Florida floods: Airport reopens as residents clean up mess
FORT LAUDERDALE, FLA. >> Fort Lauderdale’s airport reopened Friday morning, two days after an unprecedented deluge left planes and travelers stranded, as residents in the city’s hardest hit neighborhoods began the slow process of cleaning up the mess left behind.
Fort Lauderdale-Hollywood International Airport shut down Wednesday evening as a storm dumped more than 2 feet (60 centimeters) of rain. Airport officials completed final inspections after sunrise Friday and resumed operations at 9 a.m. By the afternoon, airport operations were slowly returning to normal, but the almost two-day closure was still affecting some passengers.
One of them was Michael Clement, a Baptist minister from Scottsbluff, Nebraska.
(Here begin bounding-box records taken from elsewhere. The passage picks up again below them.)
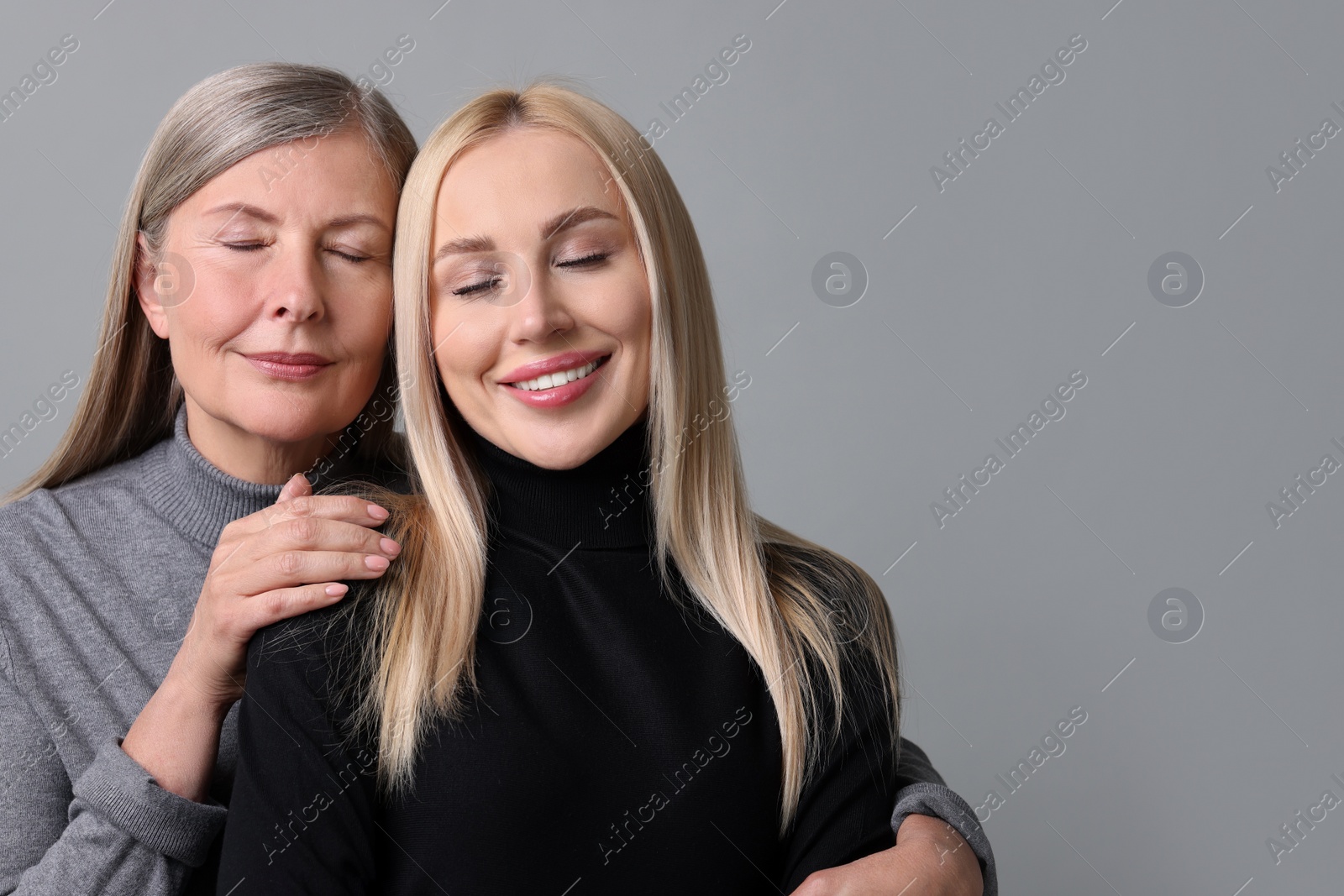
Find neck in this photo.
[461,418,654,552]
[184,396,341,485]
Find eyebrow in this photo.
[433,206,620,265]
[204,203,391,230]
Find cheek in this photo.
[430,300,504,403]
[168,259,260,349]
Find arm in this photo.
[780,650,909,896]
[0,647,216,896]
[887,737,999,896]
[0,477,395,896]
[786,671,997,896]
[795,737,999,896]
[217,609,378,896]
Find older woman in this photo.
[219,85,995,896]
[0,63,974,894]
[0,63,415,896]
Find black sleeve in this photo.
[217,598,376,896]
[782,647,900,893]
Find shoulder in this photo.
[0,445,163,617]
[0,443,165,544]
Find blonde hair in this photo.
[352,82,899,836]
[5,62,415,501]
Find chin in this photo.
[235,406,358,442]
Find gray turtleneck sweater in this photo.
[0,411,997,896]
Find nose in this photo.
[500,266,574,343]
[266,241,327,324]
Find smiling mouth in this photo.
[506,354,612,392]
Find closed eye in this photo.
[327,249,371,265]
[453,277,501,296]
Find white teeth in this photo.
[509,361,598,392]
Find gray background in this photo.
[0,0,1344,896]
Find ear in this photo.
[132,233,168,338]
Clement’s congregation, which he has served for 40 years, paid for him and his wife, Ariel, to visit their son, a missionary, who lives with his wife and three children in Sao Gabriel, Brazil, a small town in that nation’s deep south.
They set out Thursday, flying Southwest to Denver in hopes of catching a flight from there to Fort Lauderdale, where they would board a Friday night flight to Brazil. When the flight to Fort Lauderdale was canceled, they flew to Orlando instead, then drove about 200 miles (321 kilometers) in a rental car to reach the airport.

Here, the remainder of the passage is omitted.